Monet’s Garden: The Musée Marmottan Monet, Paris
National Gallery of Victoria, $69.95 hb, 216 pp
Monet's garden
Claude Monet as an emotive artist? Hitherto, I have viewed Monet’s painting – or at least Monet the Impressionist – as sensual but detached. Having seen Monet’s Garden at the National Gallery of Victoria, I am now of the view that the artist’s later painting (the exhibition focuses on the work made at Giverny from 1893 until the artist’s death in 1926) has a subliminal and even expressionist dimension. How else to characterise the elegiac quality of the wonderful water lily series and the late abstract-like garden paintings made with such abandon?

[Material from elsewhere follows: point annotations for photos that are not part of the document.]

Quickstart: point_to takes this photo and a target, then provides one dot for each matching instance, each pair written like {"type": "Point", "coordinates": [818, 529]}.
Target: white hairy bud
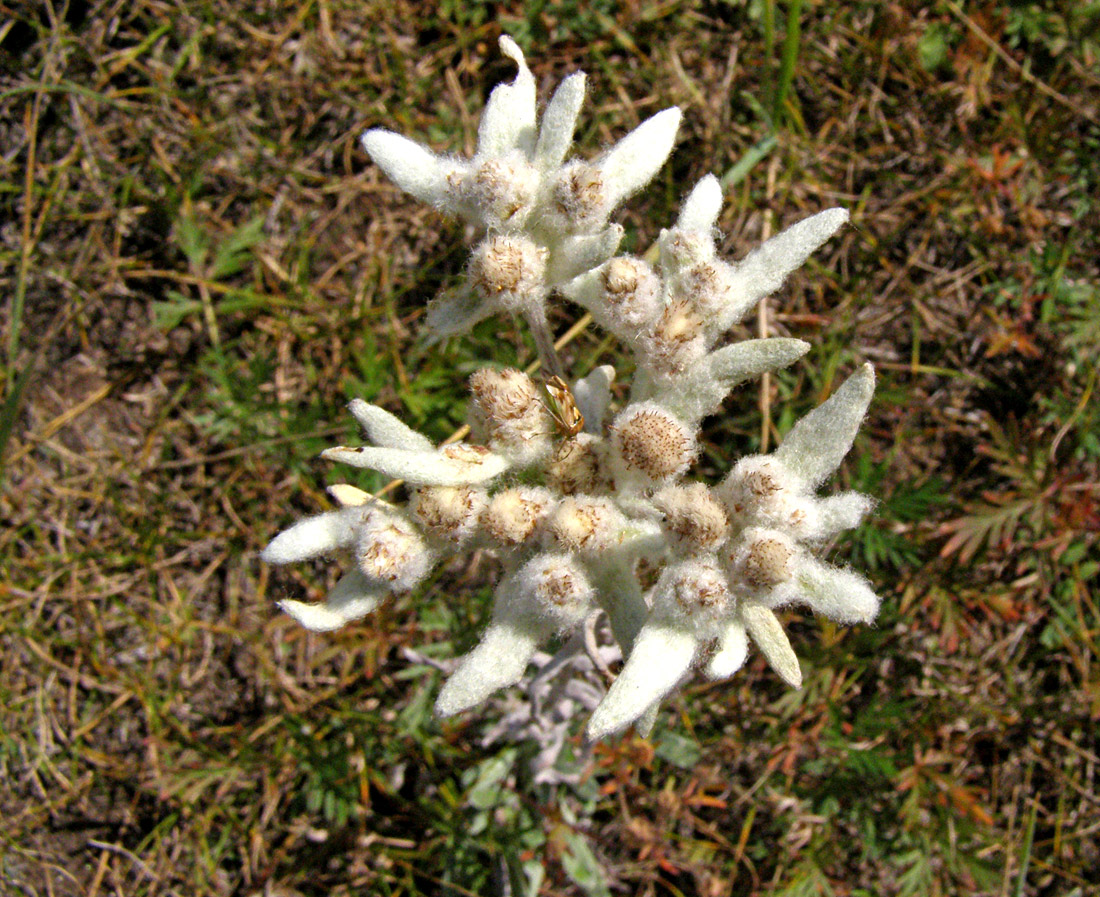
{"type": "Point", "coordinates": [762, 559]}
{"type": "Point", "coordinates": [651, 444]}
{"type": "Point", "coordinates": [503, 190]}
{"type": "Point", "coordinates": [448, 512]}
{"type": "Point", "coordinates": [692, 517]}
{"type": "Point", "coordinates": [633, 291]}
{"type": "Point", "coordinates": [507, 408]}
{"type": "Point", "coordinates": [576, 466]}
{"type": "Point", "coordinates": [710, 286]}
{"type": "Point", "coordinates": [678, 338]}
{"type": "Point", "coordinates": [695, 591]}
{"type": "Point", "coordinates": [761, 492]}
{"type": "Point", "coordinates": [559, 588]}
{"type": "Point", "coordinates": [585, 524]}
{"type": "Point", "coordinates": [683, 249]}
{"type": "Point", "coordinates": [580, 197]}
{"type": "Point", "coordinates": [509, 271]}
{"type": "Point", "coordinates": [512, 516]}
{"type": "Point", "coordinates": [389, 549]}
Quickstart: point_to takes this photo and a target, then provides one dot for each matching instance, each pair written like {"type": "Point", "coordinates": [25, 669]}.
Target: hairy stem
{"type": "Point", "coordinates": [543, 341]}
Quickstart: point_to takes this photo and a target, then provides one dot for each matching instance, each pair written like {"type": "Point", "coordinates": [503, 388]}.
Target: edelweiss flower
{"type": "Point", "coordinates": [569, 493]}
{"type": "Point", "coordinates": [546, 220]}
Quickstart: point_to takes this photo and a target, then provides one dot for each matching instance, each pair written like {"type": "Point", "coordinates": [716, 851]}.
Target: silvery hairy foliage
{"type": "Point", "coordinates": [581, 490]}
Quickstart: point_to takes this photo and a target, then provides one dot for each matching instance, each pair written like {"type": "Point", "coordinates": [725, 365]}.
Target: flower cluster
{"type": "Point", "coordinates": [573, 495]}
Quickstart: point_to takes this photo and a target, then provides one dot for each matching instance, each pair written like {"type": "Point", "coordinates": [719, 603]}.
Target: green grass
{"type": "Point", "coordinates": [201, 267]}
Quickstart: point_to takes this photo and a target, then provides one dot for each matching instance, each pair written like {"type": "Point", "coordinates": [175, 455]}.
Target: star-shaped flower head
{"type": "Point", "coordinates": [673, 317]}
{"type": "Point", "coordinates": [545, 220]}
{"type": "Point", "coordinates": [724, 586]}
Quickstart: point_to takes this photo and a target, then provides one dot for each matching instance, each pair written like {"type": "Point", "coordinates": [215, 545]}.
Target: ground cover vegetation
{"type": "Point", "coordinates": [200, 267]}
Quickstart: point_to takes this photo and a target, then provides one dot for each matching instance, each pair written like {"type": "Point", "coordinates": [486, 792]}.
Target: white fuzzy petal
{"type": "Point", "coordinates": [763, 270]}
{"type": "Point", "coordinates": [453, 313]}
{"type": "Point", "coordinates": [411, 166]}
{"type": "Point", "coordinates": [354, 595]}
{"type": "Point", "coordinates": [559, 121]}
{"type": "Point", "coordinates": [661, 655]}
{"type": "Point", "coordinates": [631, 163]}
{"type": "Point", "coordinates": [385, 429]}
{"type": "Point", "coordinates": [508, 120]}
{"type": "Point", "coordinates": [839, 594]}
{"type": "Point", "coordinates": [421, 468]}
{"type": "Point", "coordinates": [497, 662]}
{"type": "Point", "coordinates": [703, 387]}
{"type": "Point", "coordinates": [702, 207]}
{"type": "Point", "coordinates": [843, 512]}
{"type": "Point", "coordinates": [816, 445]}
{"type": "Point", "coordinates": [730, 653]}
{"type": "Point", "coordinates": [768, 635]}
{"type": "Point", "coordinates": [619, 594]}
{"type": "Point", "coordinates": [593, 394]}
{"type": "Point", "coordinates": [579, 253]}
{"type": "Point", "coordinates": [314, 536]}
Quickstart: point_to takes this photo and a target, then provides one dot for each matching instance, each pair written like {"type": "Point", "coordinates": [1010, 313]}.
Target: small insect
{"type": "Point", "coordinates": [562, 406]}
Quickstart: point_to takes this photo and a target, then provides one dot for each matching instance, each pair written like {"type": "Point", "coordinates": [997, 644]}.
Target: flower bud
{"type": "Point", "coordinates": [509, 271]}
{"type": "Point", "coordinates": [558, 586]}
{"type": "Point", "coordinates": [678, 339]}
{"type": "Point", "coordinates": [651, 444]}
{"type": "Point", "coordinates": [708, 286]}
{"type": "Point", "coordinates": [448, 512]}
{"type": "Point", "coordinates": [694, 591]}
{"type": "Point", "coordinates": [389, 549]}
{"type": "Point", "coordinates": [508, 411]}
{"type": "Point", "coordinates": [585, 524]}
{"type": "Point", "coordinates": [580, 197]}
{"type": "Point", "coordinates": [694, 521]}
{"type": "Point", "coordinates": [513, 515]}
{"type": "Point", "coordinates": [762, 559]}
{"type": "Point", "coordinates": [575, 467]}
{"type": "Point", "coordinates": [633, 291]}
{"type": "Point", "coordinates": [761, 492]}
{"type": "Point", "coordinates": [503, 190]}
{"type": "Point", "coordinates": [683, 249]}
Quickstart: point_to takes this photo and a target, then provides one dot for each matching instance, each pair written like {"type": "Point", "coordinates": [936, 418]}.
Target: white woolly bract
{"type": "Point", "coordinates": [559, 121]}
{"type": "Point", "coordinates": [702, 207]}
{"type": "Point", "coordinates": [455, 312]}
{"type": "Point", "coordinates": [844, 511]}
{"type": "Point", "coordinates": [704, 386]}
{"type": "Point", "coordinates": [413, 167]}
{"type": "Point", "coordinates": [354, 595]}
{"type": "Point", "coordinates": [422, 468]}
{"type": "Point", "coordinates": [580, 252]}
{"type": "Point", "coordinates": [386, 430]}
{"type": "Point", "coordinates": [498, 660]}
{"type": "Point", "coordinates": [763, 270]}
{"type": "Point", "coordinates": [837, 593]}
{"type": "Point", "coordinates": [660, 656]}
{"type": "Point", "coordinates": [508, 120]}
{"type": "Point", "coordinates": [729, 652]}
{"type": "Point", "coordinates": [633, 162]}
{"type": "Point", "coordinates": [593, 394]}
{"type": "Point", "coordinates": [816, 445]}
{"type": "Point", "coordinates": [314, 536]}
{"type": "Point", "coordinates": [768, 635]}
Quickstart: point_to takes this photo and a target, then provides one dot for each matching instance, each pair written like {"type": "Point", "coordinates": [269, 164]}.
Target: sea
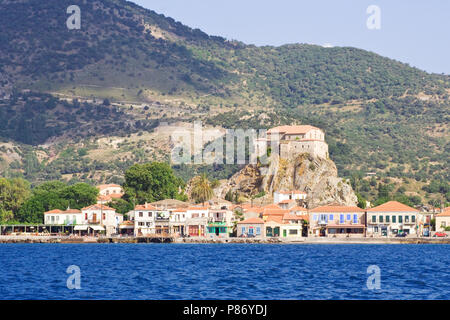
{"type": "Point", "coordinates": [224, 271]}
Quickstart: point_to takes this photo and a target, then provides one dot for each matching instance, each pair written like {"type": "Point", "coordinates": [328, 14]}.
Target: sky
{"type": "Point", "coordinates": [416, 32]}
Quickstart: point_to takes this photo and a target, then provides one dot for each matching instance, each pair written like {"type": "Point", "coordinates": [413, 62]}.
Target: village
{"type": "Point", "coordinates": [286, 219]}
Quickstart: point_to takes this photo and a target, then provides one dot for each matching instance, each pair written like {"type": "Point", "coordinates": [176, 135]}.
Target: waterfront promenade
{"type": "Point", "coordinates": [230, 240]}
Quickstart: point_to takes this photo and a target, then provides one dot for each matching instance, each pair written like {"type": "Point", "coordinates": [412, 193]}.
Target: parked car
{"type": "Point", "coordinates": [440, 234]}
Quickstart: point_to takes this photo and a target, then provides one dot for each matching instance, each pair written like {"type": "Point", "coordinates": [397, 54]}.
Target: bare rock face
{"type": "Point", "coordinates": [316, 176]}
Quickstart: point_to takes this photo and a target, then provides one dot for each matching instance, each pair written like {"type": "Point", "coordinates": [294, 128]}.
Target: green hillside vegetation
{"type": "Point", "coordinates": [129, 68]}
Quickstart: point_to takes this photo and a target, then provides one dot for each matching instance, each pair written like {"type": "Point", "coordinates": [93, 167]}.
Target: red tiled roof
{"type": "Point", "coordinates": [54, 211]}
{"type": "Point", "coordinates": [105, 186]}
{"type": "Point", "coordinates": [109, 196]}
{"type": "Point", "coordinates": [271, 206]}
{"type": "Point", "coordinates": [393, 206]}
{"type": "Point", "coordinates": [145, 206]}
{"type": "Point", "coordinates": [301, 129]}
{"type": "Point", "coordinates": [276, 219]}
{"type": "Point", "coordinates": [290, 216]}
{"type": "Point", "coordinates": [298, 208]}
{"type": "Point", "coordinates": [275, 212]}
{"type": "Point", "coordinates": [337, 209]}
{"type": "Point", "coordinates": [62, 212]}
{"type": "Point", "coordinates": [197, 208]}
{"type": "Point", "coordinates": [252, 221]}
{"type": "Point", "coordinates": [98, 207]}
{"type": "Point", "coordinates": [445, 213]}
{"type": "Point", "coordinates": [292, 192]}
{"type": "Point", "coordinates": [287, 201]}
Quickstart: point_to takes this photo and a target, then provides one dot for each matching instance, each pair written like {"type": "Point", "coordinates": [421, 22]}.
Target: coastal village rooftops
{"type": "Point", "coordinates": [109, 196]}
{"type": "Point", "coordinates": [252, 221]}
{"type": "Point", "coordinates": [60, 211]}
{"type": "Point", "coordinates": [393, 206]}
{"type": "Point", "coordinates": [275, 212]}
{"type": "Point", "coordinates": [445, 213]}
{"type": "Point", "coordinates": [106, 186]}
{"type": "Point", "coordinates": [298, 208]}
{"type": "Point", "coordinates": [287, 201]}
{"type": "Point", "coordinates": [290, 216]}
{"type": "Point", "coordinates": [301, 129]}
{"type": "Point", "coordinates": [275, 220]}
{"type": "Point", "coordinates": [146, 206]}
{"type": "Point", "coordinates": [98, 207]}
{"type": "Point", "coordinates": [292, 192]}
{"type": "Point", "coordinates": [198, 208]}
{"type": "Point", "coordinates": [336, 208]}
{"type": "Point", "coordinates": [170, 204]}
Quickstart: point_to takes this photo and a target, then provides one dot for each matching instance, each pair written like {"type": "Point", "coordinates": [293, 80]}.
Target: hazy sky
{"type": "Point", "coordinates": [412, 31]}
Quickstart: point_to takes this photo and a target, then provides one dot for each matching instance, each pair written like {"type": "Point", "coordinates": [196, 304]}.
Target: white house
{"type": "Point", "coordinates": [102, 218]}
{"type": "Point", "coordinates": [108, 192]}
{"type": "Point", "coordinates": [298, 139]}
{"type": "Point", "coordinates": [70, 217]}
{"type": "Point", "coordinates": [392, 218]}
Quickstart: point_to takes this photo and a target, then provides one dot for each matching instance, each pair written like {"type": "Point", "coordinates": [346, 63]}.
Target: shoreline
{"type": "Point", "coordinates": [135, 240]}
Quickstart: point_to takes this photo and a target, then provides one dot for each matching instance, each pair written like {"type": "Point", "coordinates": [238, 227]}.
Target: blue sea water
{"type": "Point", "coordinates": [224, 271]}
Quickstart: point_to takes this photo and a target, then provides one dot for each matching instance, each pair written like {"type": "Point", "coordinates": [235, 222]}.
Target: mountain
{"type": "Point", "coordinates": [84, 104]}
{"type": "Point", "coordinates": [316, 176]}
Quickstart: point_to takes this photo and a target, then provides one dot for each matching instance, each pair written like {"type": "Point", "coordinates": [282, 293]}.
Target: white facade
{"type": "Point", "coordinates": [103, 216]}
{"type": "Point", "coordinates": [70, 217]}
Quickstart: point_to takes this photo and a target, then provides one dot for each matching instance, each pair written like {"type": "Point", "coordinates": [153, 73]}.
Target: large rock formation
{"type": "Point", "coordinates": [316, 176]}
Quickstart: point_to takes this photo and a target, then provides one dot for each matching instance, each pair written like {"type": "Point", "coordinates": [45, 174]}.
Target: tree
{"type": "Point", "coordinates": [79, 195]}
{"type": "Point", "coordinates": [201, 189]}
{"type": "Point", "coordinates": [56, 195]}
{"type": "Point", "coordinates": [151, 182]}
{"type": "Point", "coordinates": [13, 193]}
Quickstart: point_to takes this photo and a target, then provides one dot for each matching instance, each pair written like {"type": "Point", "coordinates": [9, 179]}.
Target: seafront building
{"type": "Point", "coordinates": [337, 221]}
{"type": "Point", "coordinates": [443, 220]}
{"type": "Point", "coordinates": [392, 218]}
{"type": "Point", "coordinates": [91, 220]}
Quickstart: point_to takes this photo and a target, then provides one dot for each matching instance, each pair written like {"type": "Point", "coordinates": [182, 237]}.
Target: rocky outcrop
{"type": "Point", "coordinates": [318, 177]}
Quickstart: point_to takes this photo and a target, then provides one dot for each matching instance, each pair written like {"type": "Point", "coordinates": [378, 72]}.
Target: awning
{"type": "Point", "coordinates": [97, 228]}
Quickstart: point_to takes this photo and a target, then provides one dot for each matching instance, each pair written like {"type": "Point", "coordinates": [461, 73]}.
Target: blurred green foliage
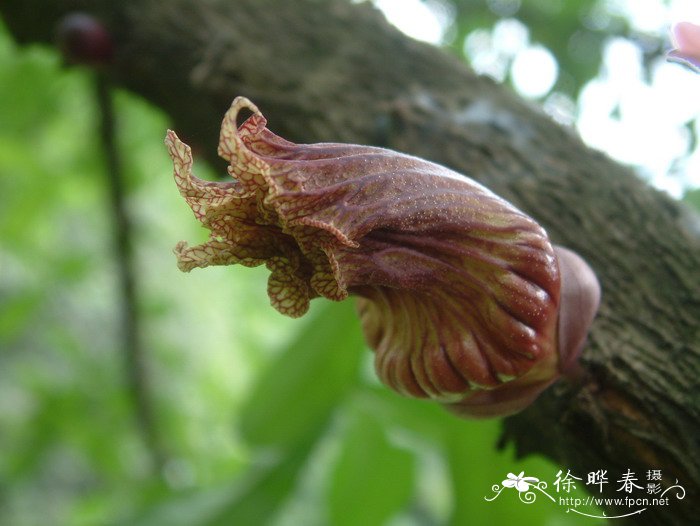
{"type": "Point", "coordinates": [263, 419]}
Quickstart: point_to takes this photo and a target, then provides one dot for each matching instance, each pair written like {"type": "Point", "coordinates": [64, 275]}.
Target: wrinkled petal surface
{"type": "Point", "coordinates": [458, 290]}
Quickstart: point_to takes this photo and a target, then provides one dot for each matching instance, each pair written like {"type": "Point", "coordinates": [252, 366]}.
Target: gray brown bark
{"type": "Point", "coordinates": [332, 71]}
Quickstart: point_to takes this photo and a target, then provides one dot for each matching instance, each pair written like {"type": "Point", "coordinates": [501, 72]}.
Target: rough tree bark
{"type": "Point", "coordinates": [332, 71]}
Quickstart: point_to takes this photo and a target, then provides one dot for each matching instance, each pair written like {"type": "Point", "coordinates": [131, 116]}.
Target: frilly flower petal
{"type": "Point", "coordinates": [458, 290]}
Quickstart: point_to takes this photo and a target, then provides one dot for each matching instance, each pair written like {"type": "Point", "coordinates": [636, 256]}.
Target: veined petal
{"type": "Point", "coordinates": [458, 289]}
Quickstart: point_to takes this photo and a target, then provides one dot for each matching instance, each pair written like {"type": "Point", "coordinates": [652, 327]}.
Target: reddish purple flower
{"type": "Point", "coordinates": [460, 294]}
{"type": "Point", "coordinates": [686, 39]}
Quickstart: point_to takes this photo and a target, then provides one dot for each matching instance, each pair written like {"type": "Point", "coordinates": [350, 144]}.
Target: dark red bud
{"type": "Point", "coordinates": [84, 40]}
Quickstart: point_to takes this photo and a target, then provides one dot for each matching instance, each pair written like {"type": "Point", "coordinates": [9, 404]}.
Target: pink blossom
{"type": "Point", "coordinates": [686, 39]}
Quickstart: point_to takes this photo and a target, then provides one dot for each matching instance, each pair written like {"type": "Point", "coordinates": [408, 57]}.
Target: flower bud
{"type": "Point", "coordinates": [458, 291]}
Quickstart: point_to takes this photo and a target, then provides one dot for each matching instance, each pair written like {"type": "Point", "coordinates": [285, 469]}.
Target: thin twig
{"type": "Point", "coordinates": [135, 364]}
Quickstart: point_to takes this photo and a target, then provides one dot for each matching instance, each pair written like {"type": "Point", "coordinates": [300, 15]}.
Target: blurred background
{"type": "Point", "coordinates": [230, 413]}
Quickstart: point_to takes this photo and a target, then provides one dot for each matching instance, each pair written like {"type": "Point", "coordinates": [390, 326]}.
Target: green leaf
{"type": "Point", "coordinates": [301, 387]}
{"type": "Point", "coordinates": [692, 197]}
{"type": "Point", "coordinates": [372, 480]}
{"type": "Point", "coordinates": [252, 499]}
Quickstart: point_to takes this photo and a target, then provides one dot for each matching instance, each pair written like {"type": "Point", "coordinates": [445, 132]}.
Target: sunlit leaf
{"type": "Point", "coordinates": [304, 384]}
{"type": "Point", "coordinates": [372, 480]}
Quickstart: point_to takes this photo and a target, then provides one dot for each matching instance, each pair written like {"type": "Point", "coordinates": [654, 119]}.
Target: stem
{"type": "Point", "coordinates": [135, 368]}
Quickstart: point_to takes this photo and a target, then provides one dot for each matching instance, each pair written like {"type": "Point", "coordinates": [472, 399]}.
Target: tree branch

Moreover, having learned more about Monet himself at this time, I appreciate that he was far more challenged by life experiences than I had presumed, in spite of the tremendous critical and commercial success he enjoyed in the last decades of his career.
In addition to the paintings in the exhibition, with their accompanying wall text, the essays and vignettes in the Monet’s Garden catalogue contribute much to one’s insight. While contextualising Monet’s Giverny period with earlier works that include examples from his London series, the catalogue text concentrates on the context of the garden itself. The creation of the Giverny garden, and its meanings both metaphorical and personal, are the primary concern.